Abu Hurairah kemudian berkata: “Semoga Allah merahmatimu sebagaimana engkau telah membesarkan aku di waktu kecil.”

Ibunya membalas: “Semoga Allah merahmatimu sebagaimana engkau berbakti kepadaku saat aku sudah tua.”

Kemudian bila ia telah kembali ke rumah, ia akan melakukan hal yang sama terhadap ibunya.

****
Abu Hurairah amat menyerukan kepada manusia untuk senantiasa berbakti kepada orang tua dan menjaga hubungan kerabat (silaturahmi).

Suatu hari ia melihat ada dua orang pria sedang berjalan bersama, dimana salah satunya lebih tua dari lainnya. Abu Hurairah bertanya kepada orang yang lebih muda: “Siapakah orang ini bagi dirimu?” Orang tersebut menjawab: “Dia adalah ayahku.” Abu Hurairah berpesan kepadanya: “Janganlah engkau memanggil dia dengan namanya! Janganlah berjalan di depannya dan janganlah duduk sebelum ia duduk!”


****
Abu Hurairah menangis saat ajal akan datang kepadanya. Ada orang yang bertanya kepadanya: “Apa yang membuatmu menangis, wahai Abu Hurairah?!” Ia menjawab: “Aku tidak menangisi dunia yang kalian huni ini. Akan tetapi aku menangis karena jauhnya perjalanan dan sedikit bekal yang aku bawa. Aku kini berdiri di penghujung jalan yang dapat mengantarkan aku ke surga atau ke neraka. Dan aku sendiri tidak tahu hendak ke mana aku dibawa!!”
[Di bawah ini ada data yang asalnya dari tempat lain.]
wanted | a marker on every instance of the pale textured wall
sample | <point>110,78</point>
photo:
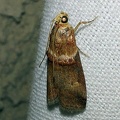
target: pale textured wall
<point>101,41</point>
<point>19,32</point>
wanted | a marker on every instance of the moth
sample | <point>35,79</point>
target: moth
<point>65,77</point>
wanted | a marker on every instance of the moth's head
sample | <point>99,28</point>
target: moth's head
<point>61,18</point>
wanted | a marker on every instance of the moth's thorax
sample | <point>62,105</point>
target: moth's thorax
<point>62,48</point>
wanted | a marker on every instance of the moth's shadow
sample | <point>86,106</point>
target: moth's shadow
<point>64,112</point>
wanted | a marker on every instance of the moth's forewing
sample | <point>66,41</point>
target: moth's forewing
<point>66,81</point>
<point>68,86</point>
Marwan bin Hakam pernah menjenguknya dan ia mendo’akan: “Semoga Allah menyembuhkanmu, wahai Abu Hurairah!”

Abu Hurairah menjawab: “Ya Allah, aku menyukai perjumpaan dengan-Mu, maka jadikanlah perjumpaanku ini indah dan segerakanlah!”

Belum lagi Marwan meninggalkan tempat itu, namun Abu Hurairah telah meninggal dunia.

****
Semoga Allah merahmati Abu Hurairah dengan rahmat yang luas. Ia telah mampu menghapal demi ummat Islam lebih dari 1609 hadits Rasulullah Saw.

Dan semoga Allah Swt membalas jasanya atas Islam dan kaum muslimin.

***************************************
1*) Dari negeri Zinjy dan mereka adalah sebuah kaum dari Sudan.